Experimental Study of the Reflection Symmetric Devices Based on Modal Distortion

Abstract

This letter presents the study of a reflection symmetric modal filter (MF) and meander lines (MLs) based on a four-layer printed-circuit board. The design goal is to experimentally investigate reflection symmetric MLs and MF to analyze their characteristics and to comparatively evaluate their effectiveness in protecting electronic equipment from ultrawideband (UWB) interference. The intuition behind this letter lies in leveraging modal distortions to decompose UWB pulses into smaller, less harmful components. A meander routing scheme is employed to increase the differences in mode per-unit-length delays, thereby improving interference attenuation while maintaining a compact design.
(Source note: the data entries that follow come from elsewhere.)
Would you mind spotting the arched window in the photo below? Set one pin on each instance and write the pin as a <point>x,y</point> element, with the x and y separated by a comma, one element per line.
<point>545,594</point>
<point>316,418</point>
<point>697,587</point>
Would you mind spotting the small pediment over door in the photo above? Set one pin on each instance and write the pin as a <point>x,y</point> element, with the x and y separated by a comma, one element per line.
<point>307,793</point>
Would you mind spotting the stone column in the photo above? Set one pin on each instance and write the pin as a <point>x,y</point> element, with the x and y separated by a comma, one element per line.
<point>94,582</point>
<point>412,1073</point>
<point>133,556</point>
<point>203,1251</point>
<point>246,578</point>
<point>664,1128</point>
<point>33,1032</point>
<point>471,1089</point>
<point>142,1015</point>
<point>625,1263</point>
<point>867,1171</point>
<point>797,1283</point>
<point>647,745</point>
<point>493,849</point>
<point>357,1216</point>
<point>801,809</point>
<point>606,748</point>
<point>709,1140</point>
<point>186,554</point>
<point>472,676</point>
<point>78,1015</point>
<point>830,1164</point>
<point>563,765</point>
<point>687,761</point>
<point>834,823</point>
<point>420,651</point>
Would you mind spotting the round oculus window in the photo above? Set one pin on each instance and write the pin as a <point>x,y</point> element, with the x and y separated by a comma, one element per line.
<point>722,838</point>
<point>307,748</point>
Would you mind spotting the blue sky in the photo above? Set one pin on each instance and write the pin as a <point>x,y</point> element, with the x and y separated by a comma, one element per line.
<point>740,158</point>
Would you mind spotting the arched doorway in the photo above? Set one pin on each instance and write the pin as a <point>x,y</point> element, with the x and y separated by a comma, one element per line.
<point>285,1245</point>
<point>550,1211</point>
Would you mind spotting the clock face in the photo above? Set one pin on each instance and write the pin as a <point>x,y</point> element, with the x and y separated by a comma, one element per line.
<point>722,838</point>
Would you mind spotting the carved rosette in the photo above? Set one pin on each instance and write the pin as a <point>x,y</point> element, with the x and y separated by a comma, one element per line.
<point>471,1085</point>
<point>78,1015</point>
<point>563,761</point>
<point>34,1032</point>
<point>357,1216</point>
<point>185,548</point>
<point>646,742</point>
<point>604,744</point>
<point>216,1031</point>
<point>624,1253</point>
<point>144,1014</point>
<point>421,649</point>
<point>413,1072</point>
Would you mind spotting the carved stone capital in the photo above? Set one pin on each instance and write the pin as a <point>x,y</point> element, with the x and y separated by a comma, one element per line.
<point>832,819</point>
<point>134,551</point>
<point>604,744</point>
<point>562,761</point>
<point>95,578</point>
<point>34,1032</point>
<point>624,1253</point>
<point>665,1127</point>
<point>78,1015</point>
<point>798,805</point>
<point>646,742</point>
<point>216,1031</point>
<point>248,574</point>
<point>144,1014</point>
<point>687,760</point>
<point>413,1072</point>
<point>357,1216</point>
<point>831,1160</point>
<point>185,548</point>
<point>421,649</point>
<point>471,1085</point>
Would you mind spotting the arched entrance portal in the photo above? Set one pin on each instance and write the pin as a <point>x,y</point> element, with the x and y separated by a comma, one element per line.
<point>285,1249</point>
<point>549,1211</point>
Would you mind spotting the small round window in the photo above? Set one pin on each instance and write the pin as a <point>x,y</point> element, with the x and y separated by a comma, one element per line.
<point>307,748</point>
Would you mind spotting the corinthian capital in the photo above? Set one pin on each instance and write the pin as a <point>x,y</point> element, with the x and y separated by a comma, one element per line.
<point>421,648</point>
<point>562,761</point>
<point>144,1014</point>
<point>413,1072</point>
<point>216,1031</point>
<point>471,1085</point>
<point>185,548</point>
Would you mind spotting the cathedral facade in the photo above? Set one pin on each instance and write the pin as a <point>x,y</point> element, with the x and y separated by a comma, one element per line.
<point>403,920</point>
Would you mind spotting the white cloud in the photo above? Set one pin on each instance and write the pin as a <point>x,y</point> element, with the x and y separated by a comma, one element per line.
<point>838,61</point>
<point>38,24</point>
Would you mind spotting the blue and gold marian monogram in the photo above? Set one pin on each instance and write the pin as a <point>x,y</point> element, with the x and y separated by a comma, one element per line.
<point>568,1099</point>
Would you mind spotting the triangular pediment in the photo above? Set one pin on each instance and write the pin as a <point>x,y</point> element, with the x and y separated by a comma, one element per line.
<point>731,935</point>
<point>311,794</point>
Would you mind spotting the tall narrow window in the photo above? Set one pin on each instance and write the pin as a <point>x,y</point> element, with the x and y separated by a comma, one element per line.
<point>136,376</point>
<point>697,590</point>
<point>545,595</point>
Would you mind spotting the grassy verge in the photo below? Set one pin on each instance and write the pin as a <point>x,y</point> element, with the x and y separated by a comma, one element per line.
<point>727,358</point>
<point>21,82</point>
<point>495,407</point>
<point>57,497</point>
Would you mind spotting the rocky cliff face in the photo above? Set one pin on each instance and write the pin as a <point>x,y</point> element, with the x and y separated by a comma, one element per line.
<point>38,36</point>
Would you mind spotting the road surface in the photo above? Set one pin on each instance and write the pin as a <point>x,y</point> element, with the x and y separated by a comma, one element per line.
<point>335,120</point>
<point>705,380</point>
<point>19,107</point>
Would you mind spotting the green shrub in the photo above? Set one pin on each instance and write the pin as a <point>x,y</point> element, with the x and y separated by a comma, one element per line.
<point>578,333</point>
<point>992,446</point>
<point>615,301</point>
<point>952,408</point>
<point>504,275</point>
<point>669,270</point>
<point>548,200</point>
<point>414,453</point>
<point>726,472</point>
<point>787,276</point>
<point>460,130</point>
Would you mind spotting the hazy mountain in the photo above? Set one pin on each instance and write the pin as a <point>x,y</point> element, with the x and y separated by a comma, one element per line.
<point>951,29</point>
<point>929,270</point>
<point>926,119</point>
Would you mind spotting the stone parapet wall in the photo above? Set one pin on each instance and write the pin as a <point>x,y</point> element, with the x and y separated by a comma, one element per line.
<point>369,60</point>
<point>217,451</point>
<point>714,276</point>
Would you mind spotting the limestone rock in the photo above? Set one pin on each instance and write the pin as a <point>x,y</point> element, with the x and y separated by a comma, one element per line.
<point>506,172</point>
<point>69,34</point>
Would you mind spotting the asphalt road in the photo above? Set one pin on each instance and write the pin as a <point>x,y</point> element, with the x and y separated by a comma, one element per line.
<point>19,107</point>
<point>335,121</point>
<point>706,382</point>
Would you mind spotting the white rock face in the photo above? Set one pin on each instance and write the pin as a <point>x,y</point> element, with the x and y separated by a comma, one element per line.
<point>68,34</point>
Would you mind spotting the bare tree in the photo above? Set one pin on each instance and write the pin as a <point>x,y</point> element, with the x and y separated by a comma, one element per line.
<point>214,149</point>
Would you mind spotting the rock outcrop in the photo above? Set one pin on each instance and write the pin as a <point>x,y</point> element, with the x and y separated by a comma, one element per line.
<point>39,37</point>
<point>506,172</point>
The novelty of this letter includes the first experimental analysis of time responses for one-turn and two-turn MLs, providing significant insights into their behavior and performance. Experimental results, corroborated by electrodynamic simulations, demonstrate that MLs achieve superior attenuation of UWB pulses compared to MFs of equivalent size. Specifically, meander routing enhances UWB interference suppression of the initial MF by at least 2 times in ${N} _{1}$ , 1.63 times in ${N} _{2}$ , and 1.36 times in ${N} _{5}$ norms. In addition, a novel postprocessing technique is introduced to identify combinational pulses in the time response of the one-turn ML, advancing the understanding of pulse decomposition mechanisms. This method successfully demonstrated the presence of combinational pulses. This letter represents a notable advancement electromagnetic compatibility (EMC) by offering efficient and compact solutions for safeguarding electronic systems against UWB interference.